Por Ângela Rodrigues

Os mais de 236 mil consumidores localizadas nos 22 municípios acreanos podem sofrer com um possível reajuste na conta de energia elétrica, que será anunciado pela Agência Nacional de Energia Elétrica (Aneel) ainda no final do mês de novembro e, se confirmado, será aplicado quase que instantaneamente: a partir do dia 1º de dezembro de 2015.

O reajuste tarifário, realizado anualmente, consiste em avaliar uma série de fatores que colaboraram ou não para a redução da tarifa da distribuidora, entre eles: os custos que a empresa teve com compra de energia, transmissão de energia e pagamento de encargos setoriais, entre outros.

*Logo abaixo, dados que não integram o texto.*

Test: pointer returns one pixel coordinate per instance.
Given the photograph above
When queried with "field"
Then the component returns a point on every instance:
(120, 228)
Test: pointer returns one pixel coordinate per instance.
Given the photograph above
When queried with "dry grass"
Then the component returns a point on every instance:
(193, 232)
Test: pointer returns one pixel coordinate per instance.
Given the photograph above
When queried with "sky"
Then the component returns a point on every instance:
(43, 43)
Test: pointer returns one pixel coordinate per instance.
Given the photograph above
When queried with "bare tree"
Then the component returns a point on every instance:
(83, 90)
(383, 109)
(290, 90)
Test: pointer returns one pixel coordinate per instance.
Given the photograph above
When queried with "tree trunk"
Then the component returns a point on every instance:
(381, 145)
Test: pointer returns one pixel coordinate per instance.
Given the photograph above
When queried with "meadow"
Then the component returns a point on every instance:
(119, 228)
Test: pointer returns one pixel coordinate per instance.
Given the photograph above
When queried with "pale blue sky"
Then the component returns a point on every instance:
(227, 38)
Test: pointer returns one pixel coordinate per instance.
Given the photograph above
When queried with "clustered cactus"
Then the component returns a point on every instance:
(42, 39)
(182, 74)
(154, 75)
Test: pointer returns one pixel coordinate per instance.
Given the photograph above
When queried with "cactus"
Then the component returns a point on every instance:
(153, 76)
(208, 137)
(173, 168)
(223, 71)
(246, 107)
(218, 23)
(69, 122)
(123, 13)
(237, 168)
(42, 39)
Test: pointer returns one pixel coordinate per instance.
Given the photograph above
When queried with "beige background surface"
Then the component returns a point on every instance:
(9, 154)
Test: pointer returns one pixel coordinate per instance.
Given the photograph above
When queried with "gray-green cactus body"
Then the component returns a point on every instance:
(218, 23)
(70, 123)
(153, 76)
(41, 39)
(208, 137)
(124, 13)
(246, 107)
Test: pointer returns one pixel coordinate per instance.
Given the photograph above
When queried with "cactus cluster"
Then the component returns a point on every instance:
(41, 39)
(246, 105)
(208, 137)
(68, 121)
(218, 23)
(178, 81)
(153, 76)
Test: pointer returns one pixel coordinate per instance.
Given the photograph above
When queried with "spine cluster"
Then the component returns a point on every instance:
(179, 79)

Em contato com a Assessoria de Comunicação da companhia, a reportagem foi informada que não é possível definir qual será o percentual a ser aplicado e destacou que nem sempre a medida implica num aumento da tarifa.

Ao relembrar que no ano passado, na revisão tarifária anual, foi concedida uma redução no valor da tarifa, a empresa destacou que a definição de aumento ou redução é uma atribuição, exclusiva, da Aneel, que depois de conclusas uma série de requisito nas prestações de contas das companhias determina ou não o aumento.

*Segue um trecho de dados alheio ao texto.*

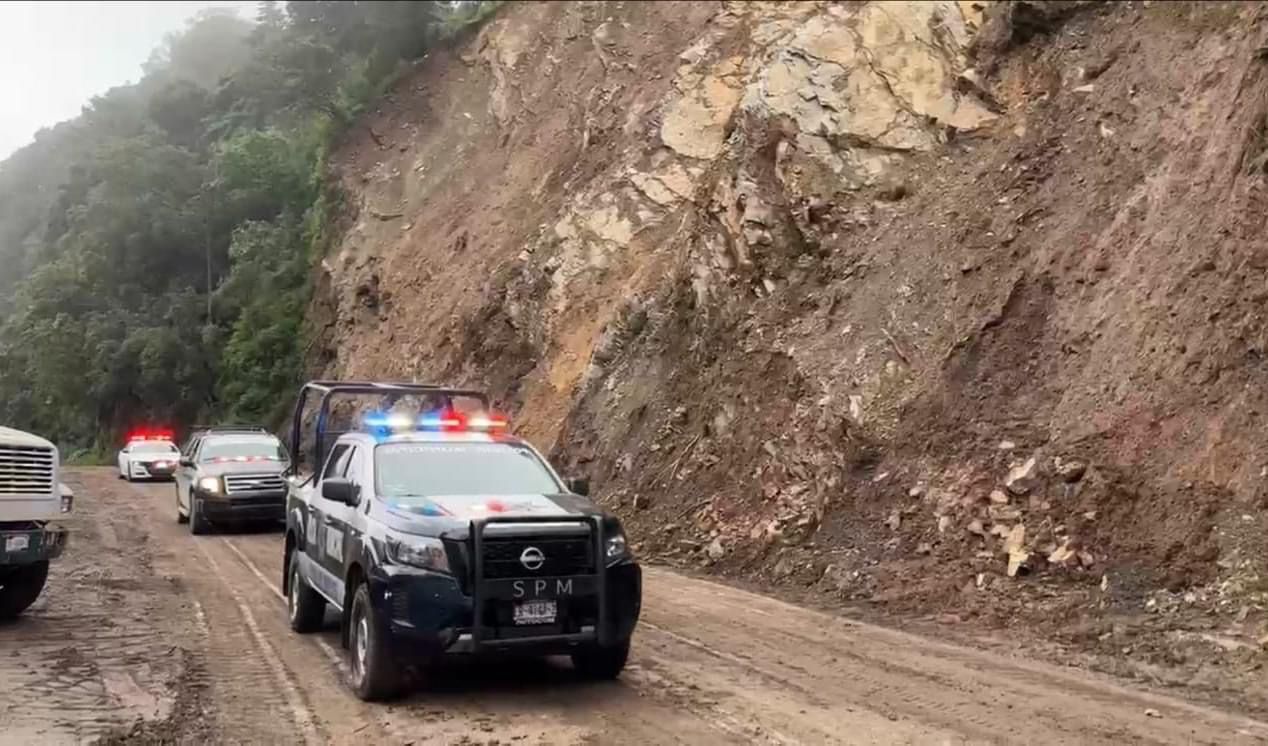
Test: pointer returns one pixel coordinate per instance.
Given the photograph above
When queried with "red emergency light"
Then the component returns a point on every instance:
(147, 434)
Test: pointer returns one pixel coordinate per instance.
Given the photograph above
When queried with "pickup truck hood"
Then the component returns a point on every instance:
(424, 515)
(218, 468)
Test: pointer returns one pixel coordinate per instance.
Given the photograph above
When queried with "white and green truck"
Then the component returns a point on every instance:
(32, 503)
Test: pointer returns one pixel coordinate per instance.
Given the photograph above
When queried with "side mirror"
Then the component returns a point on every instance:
(339, 490)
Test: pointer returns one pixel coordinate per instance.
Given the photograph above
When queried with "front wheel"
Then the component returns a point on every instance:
(306, 608)
(20, 586)
(375, 674)
(601, 662)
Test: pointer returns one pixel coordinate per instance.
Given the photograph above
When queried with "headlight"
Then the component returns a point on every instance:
(419, 552)
(616, 547)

“Qualquer notícia sobre aumento da tarifa de energia no Acre é encarada pela Eletrobras Acre como especulação, pois não somos nós que a definimos se haverá ou não reajuste. No ano passado, por exemplo, os consumidores residenciais (Classe B1), tiveram uma redução de – 16,87% (negativo) no valor da tarifa”, salientou.

Nos últimos cinco anos aumento foi de 20, 73% na tarifa de energia elétrica no Acre

Nos últimos cinco anos, a Aneel concedeu quatro aumentos e uma revisão àEletrobras Acre. De acordo com dados fornecidos pela empresa, no ano passado foi concedido uma redução de – 16,87% (negativo) no valor da tarifa. Em 2013, a agência reguladora concedeu uma redução de (-18,01), fruto de exigência por parte do Governo Federal em decorrência da renovação dos contratos de geração e transmissão.

Em 2010, concedeu a Eletrobras Acre um aumento de 13,80% nas contas. Em 2011 mais 5,41%. No ano seguinte (2012) mais 8,80% e outros 10,73% em novembro de 2013 com vigência até 29 de novembro de 2014, o que totaliza nos últimos quatro anos um aumento de 38,74% que deduzido da revisão de (-18,01%) representa um reajuste final de 20,71% na tarifa energética nos últimos quatro anos no Estado.

O que é o reajuste tarifário anual?
Segundo a agência reguladora (Aneel) o reajuste, aplicado anualmente, é um dos mecanismos de atualização do valor da energia paga pelo consumidor. O cálculo se dá de acordo com fórmula prevista no contrato de concessão assinado entre as empresas e o Governo brasileiro. Seu objetivo é manter o equilíbrio financeiro da concessionária, de modo que ela possa arcar com suas responsabilidades perante os consumidores. Para aplicação da fórmula de reajuste, são repassadas as variações dos custos de Parcela A, que são aqueles relacionados à compra de energia elétrica para atendimento de seu mercado, ao valor da transmissão dessa energia e aos encargos setoriais. Os custos com a atividade de distribuição, definidos como Parcela B, são corrigidos pelo Índice Geral de Preços ao Mercado (IGP-M), da Fundação Getúlio Vargas, reduzido do Fator X. Os itens de Parcela B são, basicamente, os custos operacionais das distribuidoras e os relacionados aos investimentos por esta realizados, como a quota de depreciação de seus ativos e a remuneração regulatória, valores que são fixados pela Aneel na época da revisão tarifária. O objetivo do Fator X é estimar ganhos potenciais de produtividade da atividade de distribuição e retirá-los da tarifa, em cada reajuste.